Scientists developed strong carbon sheets at low temperature, according to a study conducted on May 7, 2018.
This study was conducted by a team of researchers led by scientists at Beihang University in China and the University of Texas at Dallas. These carbon sheets developed at low temperatures are strong and super-tough sheets of carbon. Platelets of graphitic carbon were chemically stitched together by the researchers to develop these sheets. By the end of the fabrication process, a material whose mechanical properties exceeded those of carbon fiber composites that are currently being used in diverse commercial products was obtained.

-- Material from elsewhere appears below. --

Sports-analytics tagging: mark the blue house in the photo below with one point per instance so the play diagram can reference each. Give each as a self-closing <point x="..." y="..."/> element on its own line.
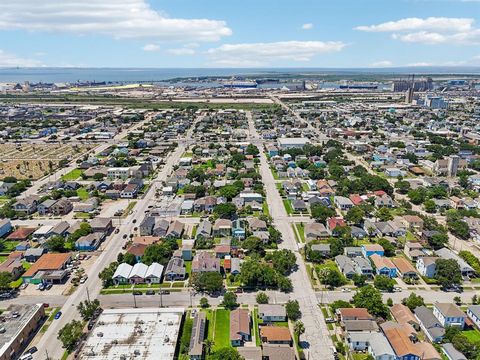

According to the researchers, these sheets are expected to replace the expensive carbon fiber composites that are currently used for everything from aircraft and automobile bodies to windmill blades and sports equipment. The carbon fiber composites that are currently being used are expensive in part, as high temperature is required for the production of carbon fibers. In the process mentioned in this study, graphite can be cheaply dug and can be processed at low temperatures.
Platelets formed from stacked layers of graphene is present in graphite. Instead of mechanically stacking large-area graphene sheets, graphite platelets of micron size were oxidized so that it will get dispersed in water and then, by filtering this dispersion, sheets of oriented graphene oxide can be made inexpensively. Researchers then used bridging agents to stitch together the platelets in these sheets and converted the oxidized graphene oxide to graphene. Sheets that incorporated the bridging agents were 4.5 times stronger and 7.9 times tougher than agent-free sheets.
Sijie Wan, lead author of the journal article said, “While sheets of expensive carbon fiber composites can provide a similar strength in all sheet-plane directions, the energy that they can absorb before fracture is about one-third that of our sequentially bridged graphene sheets.”